The full env-var list with defaults lives in ../README.md §Configuration. The groups below summarise the structure:

  • RequiredRTMANAGER_INTERNAL_HTTP_ADDR, RTMANAGER_POSTGRES_PRIMARY_DSN, RTMANAGER_REDIS_MASTER_ADDR, RTMANAGER_REDIS_PASSWORD, RTMANAGER_DOCKER_HOST, RTMANAGER_DOCKER_NETWORK, RTMANAGER_GAME_STATE_ROOT.
  • ListenerRTMANAGER_INTERNAL_HTTP_* timeouts.
  • DockerRTMANAGER_DOCKER_HOST, RTMANAGER_DOCKER_API_VERSION, RTMANAGER_DOCKER_NETWORK, RTMANAGER_DOCKER_LOG_DRIVER, RTMANAGER_DOCKER_LOG_OPTS, RTMANAGER_IMAGE_PULL_POLICY.
  • Container defaultsRTMANAGER_DEFAULT_CPU_QUOTA, RTMANAGER_DEFAULT_MEMORY, RTMANAGER_DEFAULT_PIDS_LIMIT, RTMANAGER_CONTAINER_STOP_TIMEOUT_SECONDS, RTMANAGER_CONTAINER_RETENTION_DAYS, RTMANAGER_ENGINE_STATE_MOUNT_PATH, RTMANAGER_ENGINE_STATE_ENV_NAME, RTMANAGER_GAME_STATE_DIR_MODE, RTMANAGER_GAME_STATE_OWNER_UID, RTMANAGER_GAME_STATE_OWNER_GID.
  • PostgreSQL connectivityRTMANAGER_POSTGRES_PRIMARY_DSN, RTMANAGER_POSTGRES_REPLICA_DSNS, RTMANAGER_POSTGRES_OPERATION_TIMEOUT, RTMANAGER_POSTGRES_MAX_OPEN_CONNS, RTMANAGER_POSTGRES_MAX_IDLE_CONNS, RTMANAGER_POSTGRES_CONN_MAX_LIFETIME.
  • Redis connectivityRTMANAGER_REDIS_MASTER_ADDR, RTMANAGER_REDIS_REPLICA_ADDRS, RTMANAGER_REDIS_PASSWORD, RTMANAGER_REDIS_DB, RTMANAGER_REDIS_OPERATION_TIMEOUT.
  • StreamsRTMANAGER_REDIS_START_JOBS_STREAM, RTMANAGER_REDIS_STOP_JOBS_STREAM, RTMANAGER_REDIS_JOB_RESULTS_STREAM, RTMANAGER_REDIS_HEALTH_EVENTS_STREAM, RTMANAGER_NOTIFICATION_INTENTS_STREAM, RTMANAGER_STREAM_BLOCK_TIMEOUT.
  • Health monitoringRTMANAGER_INSPECT_INTERVAL, RTMANAGER_PROBE_INTERVAL, RTMANAGER_PROBE_TIMEOUT, RTMANAGER_PROBE_FAILURES_THRESHOLD.
  • Reconciler / cleanupRTMANAGER_RECONCILE_INTERVAL, RTMANAGER_CLEANUP_INTERVAL.
  • CoordinationRTMANAGER_GAME_LEASE_TTL_SECONDS.
  • Lobby internal clientRTMANAGER_LOBBY_INTERNAL_BASE_URL, RTMANAGER_LOBBY_INTERNAL_TIMEOUT.
  • Process and loggingRTMANAGER_LOG_LEVEL, RTMANAGER_SHUTDOWN_TIMEOUT.
  • Telemetry — standard OTEL_*.

Runtime Notes

  • Single-instance v1. Multi-instance Runtime Manager with Redis Streams consumer groups is explicitly out of scope for the current iteration. The per-game lease serialises operations on one game across the consumer + REST entry points; cross-instance coordination is deferred until a real workload demands it.
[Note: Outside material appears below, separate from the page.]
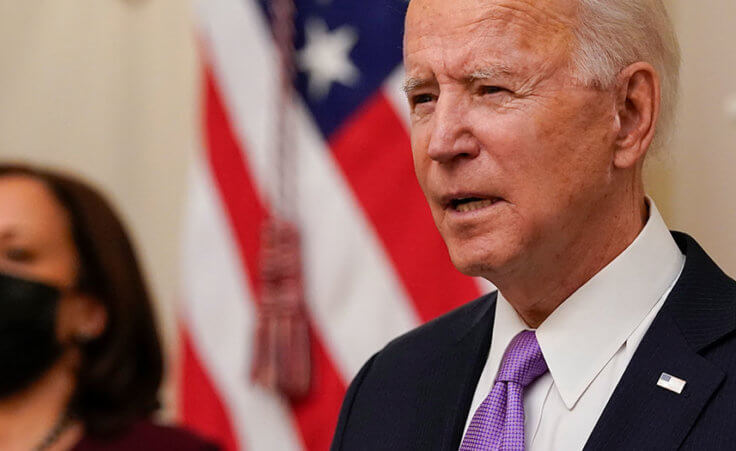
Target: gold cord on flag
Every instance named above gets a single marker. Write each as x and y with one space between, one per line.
282 359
  • Lease semantics. rtmanager:game_lease:{game_id} is SET ... NX PX <ttl> with TTL RTMANAGER_GAME_LEASE_TTL_SECONDS (default 60s). The lease is not renewed mid-operation in v1; long pulls of multi-GB images can therefore expire the lease before the operation finishes — the trade-off is documented in services.md §1. The reconciler honours the same lease around every drift mutation (workers.md §14).
  • Operation log is the source of truth. Every lifecycle and reconcile mutation appends one row to rtmanager.operation_log. The runtime:health_events stream and the notification:intents emissions are best-effort — a publish failure logs at Error and proceeds, never rolling back the recorded operation (workers.md §8).
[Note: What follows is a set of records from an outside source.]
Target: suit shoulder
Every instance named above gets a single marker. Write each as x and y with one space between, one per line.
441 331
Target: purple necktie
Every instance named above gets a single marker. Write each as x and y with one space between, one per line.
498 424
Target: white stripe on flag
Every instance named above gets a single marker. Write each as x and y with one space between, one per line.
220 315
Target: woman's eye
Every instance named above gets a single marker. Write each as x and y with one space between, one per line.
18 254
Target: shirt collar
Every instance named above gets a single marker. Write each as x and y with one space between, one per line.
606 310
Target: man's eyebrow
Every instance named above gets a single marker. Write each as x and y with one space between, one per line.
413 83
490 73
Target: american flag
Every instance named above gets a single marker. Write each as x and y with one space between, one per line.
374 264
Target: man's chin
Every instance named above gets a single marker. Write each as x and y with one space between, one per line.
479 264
  • In-memory probe hysteresis. The active HTTP probe keeps per-game consecutiveFailures and failurePublished counters in a mutex-guarded map. State is non-persistent: a process restart that loses the counters re-establishes hysteresis from scratch, and state for a game that transitions through stopped → running is pruned at the start of every probe tick (workers.md §5).
  • Pull policy fallbacks. RTMANAGER_IMAGE_PULL_POLICY accepts if_missing (default), always, and never. Image labels (com.galaxy.cpu_quota, com.galaxy.memory, com.galaxy.pids_limit) drive resource limits when present; the matching RTMANAGER_DEFAULT_* env vars supply the fallback when a label is absent or unparseable. Producers never pass limits.
  • State directory ownership. RTM creates per-game state directories under RTMANAGER_GAME_STATE_ROOT with the configured mode and uid/gid, but never deletes them. Removing the directory is operator domain (backup tooling, a future Admin Service workflow). A cleanup that removes the container leaves the directory intact.